9931 – Starved job

Ticket 9931 - Starved job

Summary: Starved job

Status:	RESOLVED DUPLICATE of ticket 9724

Alias:	None

Product:	Slurm
Classification:	Unclassified
Component:	Scheduling (show other tickets)
Version:	20.02.2
Hardware:	Linux Linux

Severity:	4 - Minor Issue
Assignee:	Marshall Garey
QA Contact:

URL:

Depends on:
Blocks:

Reported:	2020-10-05 09:22 MDT by Sudhakar Lakkaraju
Modified:	2020-11-10 14:59 MST (History)
CC List:	0 users

See Also:
Site:	ASC
Slinky Site:	---
Alineos Sites:	---
Atos/Eviden Sites:	---
Confidential Site:	---
Coreweave sites:	---
Cray Sites:	---
DS9 clusters:	---
Google sites:	---
HPCnow Sites:	---
HPE Sites:	---
IBM Sites:	---
NOAA SIte:	---
NoveTech Sites:	---
Nvidia HWinf-CS Sites:	---
OCF Sites:	---
Recursion Pharma Sites:	---
SFW Sites:	---
SNIC sites:	---
Tzag Elita Sites:	---
Linux Distro:	CentOS
Machine Name:
CLE Version:
Version Fixed:
Target Release:	---
DevPrio:	---
Emory-Cloud Sites:	---

Attachments
slurm log files (8.44 MB, application/gzip) 2020-10-05 09:22 MDT, Sudhakar Lakkaraju	Details
Slurm logs -recent (17.55 MB, application/gzip) 2020-10-06 12:49 MDT, Sudhakar Lakkaraju	Details
Slurmctld-log-latest (110.39 MB, application/zip) 2020-11-02 14:34 MST, Sudhakar Lakkaraju	Details
Add an attachment (proposed patch, testcase, etc.)
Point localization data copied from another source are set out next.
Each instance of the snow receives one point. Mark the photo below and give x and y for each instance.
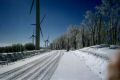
(22, 62)
(89, 63)
(96, 58)
(72, 67)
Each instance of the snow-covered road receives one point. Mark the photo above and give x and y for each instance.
(54, 65)
(72, 67)
(39, 69)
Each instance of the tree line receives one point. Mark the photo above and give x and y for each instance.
(17, 48)
(101, 26)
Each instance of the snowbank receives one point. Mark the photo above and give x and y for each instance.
(96, 58)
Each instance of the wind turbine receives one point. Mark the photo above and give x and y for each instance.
(33, 37)
(46, 42)
(38, 28)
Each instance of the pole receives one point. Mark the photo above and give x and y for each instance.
(37, 25)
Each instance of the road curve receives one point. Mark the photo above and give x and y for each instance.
(40, 69)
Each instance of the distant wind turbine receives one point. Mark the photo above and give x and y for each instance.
(37, 43)
(46, 42)
(33, 37)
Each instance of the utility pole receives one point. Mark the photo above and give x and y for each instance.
(37, 47)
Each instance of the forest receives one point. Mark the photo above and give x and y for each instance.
(101, 26)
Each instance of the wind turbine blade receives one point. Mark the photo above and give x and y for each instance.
(41, 32)
(42, 19)
(31, 6)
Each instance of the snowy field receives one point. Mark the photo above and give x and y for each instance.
(96, 58)
(89, 63)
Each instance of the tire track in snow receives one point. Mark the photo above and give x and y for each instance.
(31, 64)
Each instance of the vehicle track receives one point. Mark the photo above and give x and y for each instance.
(20, 71)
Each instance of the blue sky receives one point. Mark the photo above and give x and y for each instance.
(15, 19)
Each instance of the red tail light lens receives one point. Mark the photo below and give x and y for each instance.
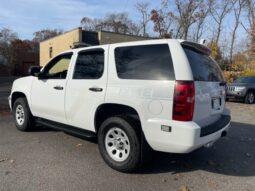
(184, 99)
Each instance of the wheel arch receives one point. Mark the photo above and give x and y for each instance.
(107, 110)
(15, 96)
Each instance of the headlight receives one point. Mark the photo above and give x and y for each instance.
(239, 89)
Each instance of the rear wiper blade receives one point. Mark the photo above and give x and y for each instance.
(223, 83)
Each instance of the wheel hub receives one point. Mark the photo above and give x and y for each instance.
(20, 115)
(117, 144)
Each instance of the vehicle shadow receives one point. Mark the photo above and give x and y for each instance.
(232, 155)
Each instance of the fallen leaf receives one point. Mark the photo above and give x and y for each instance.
(4, 159)
(211, 163)
(163, 180)
(184, 188)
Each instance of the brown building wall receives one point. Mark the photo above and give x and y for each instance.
(53, 46)
(58, 44)
(110, 37)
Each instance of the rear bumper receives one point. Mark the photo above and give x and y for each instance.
(236, 94)
(184, 136)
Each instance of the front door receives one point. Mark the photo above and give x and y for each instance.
(48, 90)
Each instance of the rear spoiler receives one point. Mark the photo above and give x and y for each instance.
(197, 47)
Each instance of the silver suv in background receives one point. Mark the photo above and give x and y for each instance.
(243, 88)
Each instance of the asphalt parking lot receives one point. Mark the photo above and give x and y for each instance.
(52, 160)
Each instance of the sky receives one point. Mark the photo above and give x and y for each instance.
(27, 16)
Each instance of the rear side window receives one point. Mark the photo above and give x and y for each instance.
(89, 65)
(203, 67)
(146, 62)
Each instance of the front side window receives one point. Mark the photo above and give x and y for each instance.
(144, 62)
(58, 67)
(89, 64)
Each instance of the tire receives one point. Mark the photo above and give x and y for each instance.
(249, 98)
(24, 120)
(119, 144)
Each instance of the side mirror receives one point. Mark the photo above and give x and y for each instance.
(34, 70)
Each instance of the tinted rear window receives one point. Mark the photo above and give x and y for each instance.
(245, 79)
(146, 62)
(203, 67)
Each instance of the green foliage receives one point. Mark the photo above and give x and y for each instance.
(248, 72)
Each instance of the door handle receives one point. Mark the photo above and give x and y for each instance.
(58, 87)
(96, 89)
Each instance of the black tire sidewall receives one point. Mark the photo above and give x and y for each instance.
(27, 118)
(133, 159)
(247, 98)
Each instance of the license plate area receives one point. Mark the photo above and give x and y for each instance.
(216, 103)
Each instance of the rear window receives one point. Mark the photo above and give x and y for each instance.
(203, 67)
(245, 79)
(145, 62)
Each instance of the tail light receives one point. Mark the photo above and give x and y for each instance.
(184, 99)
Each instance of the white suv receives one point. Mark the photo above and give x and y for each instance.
(167, 93)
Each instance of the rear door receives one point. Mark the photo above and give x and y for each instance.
(209, 86)
(86, 88)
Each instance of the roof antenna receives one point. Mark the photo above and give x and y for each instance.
(202, 41)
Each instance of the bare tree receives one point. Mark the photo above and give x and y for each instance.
(203, 13)
(188, 12)
(218, 12)
(238, 5)
(45, 34)
(162, 20)
(142, 8)
(89, 24)
(114, 22)
(6, 39)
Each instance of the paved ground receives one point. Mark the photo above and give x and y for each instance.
(52, 160)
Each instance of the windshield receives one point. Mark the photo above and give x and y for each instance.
(245, 79)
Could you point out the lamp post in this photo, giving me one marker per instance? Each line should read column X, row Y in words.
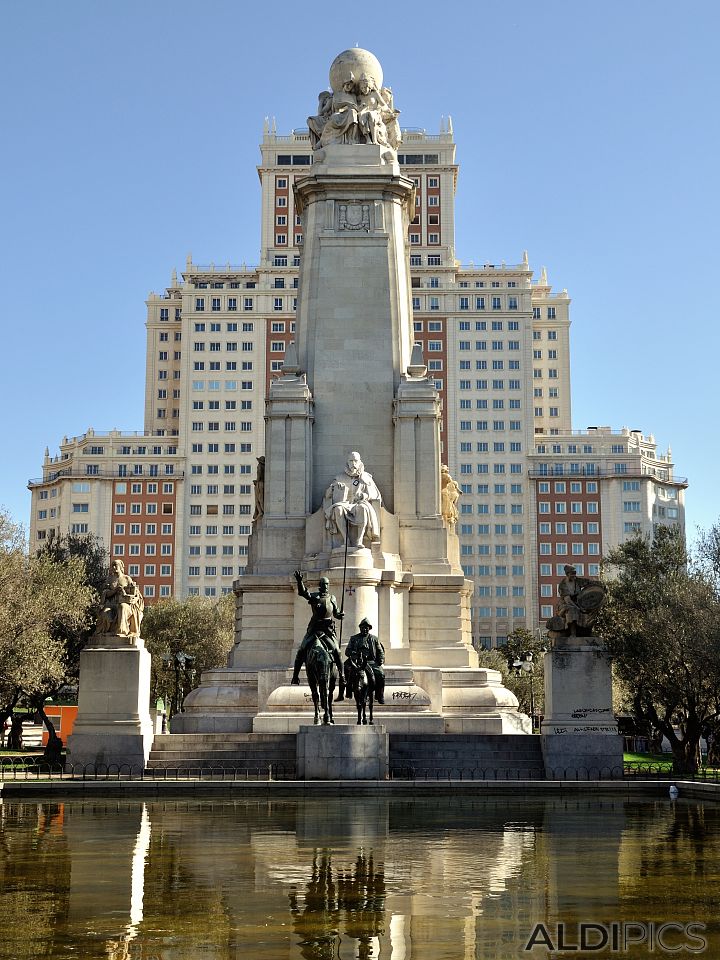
column 526, row 665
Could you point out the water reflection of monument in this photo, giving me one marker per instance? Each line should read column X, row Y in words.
column 339, row 903
column 345, row 879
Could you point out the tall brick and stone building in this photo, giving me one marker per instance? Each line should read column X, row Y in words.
column 177, row 500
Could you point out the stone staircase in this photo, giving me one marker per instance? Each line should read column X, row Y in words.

Note You need to log in before you can comment on or make changes to this ticket.

Description Sudhakar Lakkaraju 2020-10-05 09:22:04 MDT

Created attachment 16123 [details]
slurm log files

We have a job that is getting starved - 517033. Constanly getting rescheduled.
Please find the attached slurmlogs.

Comment 1 Marshall Garey 2020-10-06 11:40:33 MDT

The slurmsched.log file suggests that it isn't running because of an accounting limit:

sched: [2020-10-01T09:02:27.580] JobId=517033 delayed for accounting policy

You should be able to see what accounting limit is hit with the command "squeue" or "scontrol show job 517033".

I can't find out anything else from what you've provided. The slurmctld log level is too low so it isn't showing what accounting policy it failed. The scontrol-show-job.rtf is garbled - looking at it directly with a text editor is garbage, and using unrtf --text scontrol-show-job.rtf also shows garbage. Can you do the following?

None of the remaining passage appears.